Oltre alla scarsa formazione e preparazione specifica dei docenti di sostegno, non va neppure trascurata quella altrettanto irrilevante sulle specifiche disabilità degli insegnanti titolari se si pensa che, in base a quanto previsto dal DPCM del 4 agosto 2023 sulla formazione iniziale degli aspiranti insegnanti curricolari, sono soltanto 10 i cfu loro riservati sulla didattica e pedagogia e 3 quelli sulla didattica dell’inclusione e pedagogia speciale. Per non parlare della “colpevole” mancata proroga della disposizione di cui all’art 1 comma 961 della Legge 178/20, che prevedeva 25 ore di formazione obbligatoria per i docenti delle classi frequentate da alunni con disabilità.
Per garantire un’effettiva inclusione, dunque, oltre ad un’auspicabile formazione obbligatoria generalizzata sulle singole disabilità di tutto il personale scolastico e l’imprescindibile potenziamento dei CTS, come previsto dalla PdL presentata dalla FISH già nel 2021, è invece necessario che vi siano funzioni ben definite:
al docente titolare spetti il diritto-dovere di insegnare la disciplina e di verificare gli apprendimenti di tutti gli alunni della classe, compresi quelli con disabilità, funzione questa che non potrà più delegare a nessuno; al docente di sostegno non competano né l’insegnamento disciplinare, né la verifica degli apprendimenti dell’alunno con disabilità, ma il dovere di supportare il collega titolare, il Consiglio di Classe e l’intero contesto, suggerendo metodologie e indicazioni didattiche appropriate, oltreché fornendo gli strumenti volti a rendere efficaci gli insegnamenti destinati agli alunni con disabilità.

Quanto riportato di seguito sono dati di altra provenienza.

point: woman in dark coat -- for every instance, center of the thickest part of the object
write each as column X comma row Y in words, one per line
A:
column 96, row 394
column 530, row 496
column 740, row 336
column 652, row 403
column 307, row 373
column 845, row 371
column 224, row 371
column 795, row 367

Ma per perseguire il predetto auspicabile risultato, non serve istituire “cattedre miste o inclusive”. Infatti, mi viene molto difficile pensare ad un prof titolare di Matematica o di Latino od addirittura d’Informatica che si cimenti nell’approcciarsi all’insegnamento e alla valutazione dello studente disabile se non possiede una preparazione adeguata ed una formazione specifica ad esempio sulla letto-scrittura in Braille, sulla Lingua Italiana dei Segni, o sulla Comunicazione Aumentativa e Alternativa. Così come, risulterebbe alquanto complesso per un insegnante per il sostegno “avventurarsi” nell’insegnamento delle singole discipline se è privo di efficaci conoscenze curricolari, metodologiche e docimologiche per poterlo fare con “cognizione di causa”.
Sic stantibus rebus, pertanto, una domanda mi sorge spontanea: la “cattedra inclusiva” cui prodest?